Britain has a new lightweight sports car, the Mika Meon, and it has given me new hope about the potential of electrification within this particular micro-corner of the market.
Robin Hall and his team opened up the Mika office and workshop premises when I visited to test the Meon recently. Hall is a design engineer by trade. His company, Hall Engineering and Design, has been built on computer-aided design, which he does for all manner of clients.
He has a 3D printer in his office kitchen for producing prototype parts and a 3D scanner for the reverse engineering of existing ones. So there’s nothing antiquated, backwards or even particularly ordinary about this clean-sheet electric beach buggy design.

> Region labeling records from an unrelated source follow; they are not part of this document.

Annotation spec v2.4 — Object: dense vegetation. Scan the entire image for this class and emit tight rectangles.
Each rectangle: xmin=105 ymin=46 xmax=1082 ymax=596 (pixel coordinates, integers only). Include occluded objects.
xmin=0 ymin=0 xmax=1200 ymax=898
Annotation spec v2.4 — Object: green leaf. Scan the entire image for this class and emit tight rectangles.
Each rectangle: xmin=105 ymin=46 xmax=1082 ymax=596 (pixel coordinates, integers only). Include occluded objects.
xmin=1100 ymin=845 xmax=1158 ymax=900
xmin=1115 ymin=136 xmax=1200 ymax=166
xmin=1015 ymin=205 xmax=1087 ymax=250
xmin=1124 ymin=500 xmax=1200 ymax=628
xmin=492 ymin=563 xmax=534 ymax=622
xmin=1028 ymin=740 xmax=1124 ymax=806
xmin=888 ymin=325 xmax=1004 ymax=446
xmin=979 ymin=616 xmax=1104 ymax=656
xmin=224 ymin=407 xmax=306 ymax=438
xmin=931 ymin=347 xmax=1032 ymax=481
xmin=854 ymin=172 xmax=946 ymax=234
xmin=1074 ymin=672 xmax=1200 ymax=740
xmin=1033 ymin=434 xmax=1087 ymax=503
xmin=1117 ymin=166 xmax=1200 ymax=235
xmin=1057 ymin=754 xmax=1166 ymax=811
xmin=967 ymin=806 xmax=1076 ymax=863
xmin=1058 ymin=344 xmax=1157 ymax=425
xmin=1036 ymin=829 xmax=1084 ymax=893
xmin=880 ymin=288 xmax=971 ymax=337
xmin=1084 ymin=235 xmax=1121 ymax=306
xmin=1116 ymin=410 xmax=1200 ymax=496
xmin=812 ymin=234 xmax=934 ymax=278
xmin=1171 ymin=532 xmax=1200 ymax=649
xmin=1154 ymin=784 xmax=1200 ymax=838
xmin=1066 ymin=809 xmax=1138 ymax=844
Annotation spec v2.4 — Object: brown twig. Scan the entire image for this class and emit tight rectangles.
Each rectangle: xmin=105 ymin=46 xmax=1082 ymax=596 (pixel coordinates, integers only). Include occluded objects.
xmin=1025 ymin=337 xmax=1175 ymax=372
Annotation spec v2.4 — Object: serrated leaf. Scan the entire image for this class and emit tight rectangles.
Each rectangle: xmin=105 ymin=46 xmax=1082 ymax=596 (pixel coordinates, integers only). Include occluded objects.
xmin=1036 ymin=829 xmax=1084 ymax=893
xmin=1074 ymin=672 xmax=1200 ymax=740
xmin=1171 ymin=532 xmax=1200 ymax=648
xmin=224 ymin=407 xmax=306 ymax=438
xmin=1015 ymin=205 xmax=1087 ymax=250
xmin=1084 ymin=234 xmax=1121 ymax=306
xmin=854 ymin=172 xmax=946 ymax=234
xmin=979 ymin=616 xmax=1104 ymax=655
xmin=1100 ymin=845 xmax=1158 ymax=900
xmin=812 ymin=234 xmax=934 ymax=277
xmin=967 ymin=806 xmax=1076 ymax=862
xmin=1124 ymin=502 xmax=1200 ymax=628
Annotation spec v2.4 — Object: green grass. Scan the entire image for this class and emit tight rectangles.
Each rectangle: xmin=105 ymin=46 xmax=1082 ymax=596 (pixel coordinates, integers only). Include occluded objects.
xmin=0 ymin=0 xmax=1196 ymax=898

“Typically, the makers of niche sports cars like ours rely on a lot of parts bin components,” Hall told me.
“We’ve taken some off the shelf for the Meon, where that makes sense [ball joints, bushings and minor cabin components, for example]. But where we can get an advantage by designing our own parts – making them ourselves too, often – we will. That way, we needn’t adapt one part in order to squeeze in another; we get exactly what we want.”
The Meon’s brake calipers, for instance, are of Hall’s own design, machined from billet on site. Its front hub carriers are likewise proprietary, giving Hall ultimate control of attachment points and front-axle geometry (he previously designed the front hubs for the R50-generation Mini hatchback).
Hall is the kind of person who takes Henry Royce’s old maxim of “take the best that exists and make it better; if it does not exist, design it” rather seriously.
Mika’s chief technician, Dave Watt, showed me how the Meon’s chassis and axles come together. Lengths of tube- and box-section steel come in one door, finished chassis eventually go out of another and a lot of cutting, bending, bolting and welding of metal – much of it done by hand – goes on in between.